Talk to the “winners” at any AA meeting and you will find that they all have a common thread–they are busting their tails in terms of personal growth outside of the meetings. The “winners” in recovery are defined by the fact that they are action takers. They take positive action every day. The fact that they are in AA is just a backdrop for this positive action. The 12 steps are not crucial to their success (though nearly all of them will believe that they are). It is their daily action and their continuous effort–their commitment to growth. This is what keeps them clean and sober. This is what defines their success.

So many people believe that the 12 steps have some sort of magic power, that they hold some secret to sobriety. In truth they are but one suggested path out of many. And from what I have seen in my 12 years of recovery experience, the emphasis on spiritual growth is nothing but a distraction from the other forms of growth that may serve you just as well (or better).

Recovery demands a holistic approach, and AA narrows this down to a faith based solution. This is a mistake. The people in AA who are the “winners” have figured out that they have to take positive action outside of the meetings in order to sustain recovery (and therefore personal growth).

The real work happens outside of the meetings, where you deal with real life every day. The real work happens when you are taking positive action and pursuing real growth and healthy changes in your life. AA is nothing more than a backdrop for these actions to occur.

The modern rules of recovery are just this: You need positive action and personal growth in order to sustain recovery. Specific programs or faith are simply a backdrop for taking positive action. The real key is the growth itself, not the programs that suggest growth.

There is an old Zen teaching about “the finger pointing at the moon” that I just love. A teacher points at the moon and says to the student “what’s that?” and the student replies “the moon.”

The teacher then corrects him, saying “no, that is a finger pointing at the moon.”

In other words, don’t mistake faith based recovery or AA for the real solution. Personal growth and positive action are the core of successful recovery. They are the moon. Programs like AA or faith based recovery are just fingers that point at the moon. They may inspire growth or action, but the are a second layer on top of the real secret of success.

Complacency – or why a lifetime of AA meetings might fail

Modern recovery should recognize that complacency can kill you–both in and out of AA or faith based programs.

What is complacency?
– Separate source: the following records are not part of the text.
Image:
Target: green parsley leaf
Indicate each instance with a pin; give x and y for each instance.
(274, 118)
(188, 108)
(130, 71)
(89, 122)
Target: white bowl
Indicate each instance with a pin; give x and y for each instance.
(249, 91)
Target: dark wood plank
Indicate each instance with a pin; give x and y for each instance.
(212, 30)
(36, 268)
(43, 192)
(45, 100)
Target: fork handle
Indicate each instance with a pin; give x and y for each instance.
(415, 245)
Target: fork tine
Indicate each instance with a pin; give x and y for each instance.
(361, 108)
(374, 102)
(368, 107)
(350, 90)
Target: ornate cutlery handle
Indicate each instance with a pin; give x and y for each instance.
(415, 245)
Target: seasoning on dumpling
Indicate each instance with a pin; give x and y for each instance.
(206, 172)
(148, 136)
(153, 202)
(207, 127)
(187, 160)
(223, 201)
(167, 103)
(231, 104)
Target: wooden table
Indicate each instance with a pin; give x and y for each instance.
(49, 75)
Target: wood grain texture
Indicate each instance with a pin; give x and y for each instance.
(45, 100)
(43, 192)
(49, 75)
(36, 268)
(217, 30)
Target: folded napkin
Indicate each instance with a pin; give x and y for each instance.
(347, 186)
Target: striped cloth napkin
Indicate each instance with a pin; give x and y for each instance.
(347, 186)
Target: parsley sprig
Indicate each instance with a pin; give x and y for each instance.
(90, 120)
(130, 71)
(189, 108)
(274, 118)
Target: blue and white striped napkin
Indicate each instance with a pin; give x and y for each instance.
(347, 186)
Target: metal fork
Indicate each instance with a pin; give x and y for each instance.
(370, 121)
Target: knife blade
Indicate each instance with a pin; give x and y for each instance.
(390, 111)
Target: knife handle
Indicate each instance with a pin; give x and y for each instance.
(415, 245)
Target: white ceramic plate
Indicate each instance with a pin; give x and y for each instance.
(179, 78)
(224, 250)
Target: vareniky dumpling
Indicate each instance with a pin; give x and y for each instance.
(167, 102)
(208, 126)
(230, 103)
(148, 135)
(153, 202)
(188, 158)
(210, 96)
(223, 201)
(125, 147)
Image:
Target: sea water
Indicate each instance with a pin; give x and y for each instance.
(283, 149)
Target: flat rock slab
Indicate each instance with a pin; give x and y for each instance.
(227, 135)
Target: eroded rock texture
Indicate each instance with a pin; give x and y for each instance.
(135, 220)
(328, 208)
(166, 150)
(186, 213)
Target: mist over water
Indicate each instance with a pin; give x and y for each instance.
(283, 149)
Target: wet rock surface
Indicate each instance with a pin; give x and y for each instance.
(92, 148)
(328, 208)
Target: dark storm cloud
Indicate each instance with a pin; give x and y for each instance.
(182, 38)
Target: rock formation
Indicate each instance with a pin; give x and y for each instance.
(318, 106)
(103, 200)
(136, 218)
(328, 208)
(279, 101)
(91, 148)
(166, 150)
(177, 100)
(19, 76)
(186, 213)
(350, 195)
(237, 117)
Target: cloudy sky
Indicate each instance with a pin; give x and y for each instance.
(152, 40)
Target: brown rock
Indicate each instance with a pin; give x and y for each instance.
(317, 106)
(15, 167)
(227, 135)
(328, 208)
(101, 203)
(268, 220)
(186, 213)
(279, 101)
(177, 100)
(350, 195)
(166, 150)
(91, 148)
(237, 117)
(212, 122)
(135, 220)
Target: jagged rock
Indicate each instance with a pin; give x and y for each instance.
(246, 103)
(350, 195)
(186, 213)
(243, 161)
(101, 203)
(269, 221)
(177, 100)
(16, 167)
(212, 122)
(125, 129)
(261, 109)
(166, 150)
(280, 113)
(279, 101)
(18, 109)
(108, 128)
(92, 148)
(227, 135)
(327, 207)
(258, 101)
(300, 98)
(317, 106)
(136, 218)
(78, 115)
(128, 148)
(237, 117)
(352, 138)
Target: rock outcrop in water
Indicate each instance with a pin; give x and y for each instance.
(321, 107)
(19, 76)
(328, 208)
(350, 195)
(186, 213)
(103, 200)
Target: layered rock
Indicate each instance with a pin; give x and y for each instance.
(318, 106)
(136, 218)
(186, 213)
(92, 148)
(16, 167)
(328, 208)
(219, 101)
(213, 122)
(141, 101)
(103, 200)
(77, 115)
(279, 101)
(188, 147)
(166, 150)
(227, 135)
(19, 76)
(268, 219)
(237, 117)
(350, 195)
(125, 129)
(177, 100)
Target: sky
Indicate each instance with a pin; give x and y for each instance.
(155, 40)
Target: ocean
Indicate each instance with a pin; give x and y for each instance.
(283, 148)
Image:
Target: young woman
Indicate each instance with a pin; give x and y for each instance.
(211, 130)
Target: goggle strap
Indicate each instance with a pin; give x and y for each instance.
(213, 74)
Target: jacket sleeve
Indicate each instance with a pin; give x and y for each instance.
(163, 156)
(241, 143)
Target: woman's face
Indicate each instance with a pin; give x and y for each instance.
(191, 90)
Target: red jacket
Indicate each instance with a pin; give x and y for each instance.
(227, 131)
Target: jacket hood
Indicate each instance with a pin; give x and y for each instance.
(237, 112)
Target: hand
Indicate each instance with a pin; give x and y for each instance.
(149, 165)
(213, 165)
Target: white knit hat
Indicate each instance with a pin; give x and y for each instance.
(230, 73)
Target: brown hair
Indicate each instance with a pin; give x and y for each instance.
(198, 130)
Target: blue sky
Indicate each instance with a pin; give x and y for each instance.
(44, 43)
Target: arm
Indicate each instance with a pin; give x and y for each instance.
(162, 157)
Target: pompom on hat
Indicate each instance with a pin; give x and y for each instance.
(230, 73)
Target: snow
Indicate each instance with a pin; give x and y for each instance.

It is illustrated by the old timer who relapses. I knew a guy who had 18 years in AA and he just drank all of a sudden. Stayed out for one weekend, then came back to the meetings. The universal consensus was that he had become complacent. Obviously he knew (at one time) what it took to stay clean and sober. He simply forgot this solution due to his laziness and complacency. He had stopped taking positive action and pushing himself towards genuine growth.

This can happen both in or outside of AA. The solution is always the same (whether you in a formal program of recovery or not) and that is that you need to develop a strategy of personal growth. You need to keep pushing yourself to make positive changes in order to avoid relapse. This idea is at the core of modern recovery. Positive action and growth are the key to long term sobriety.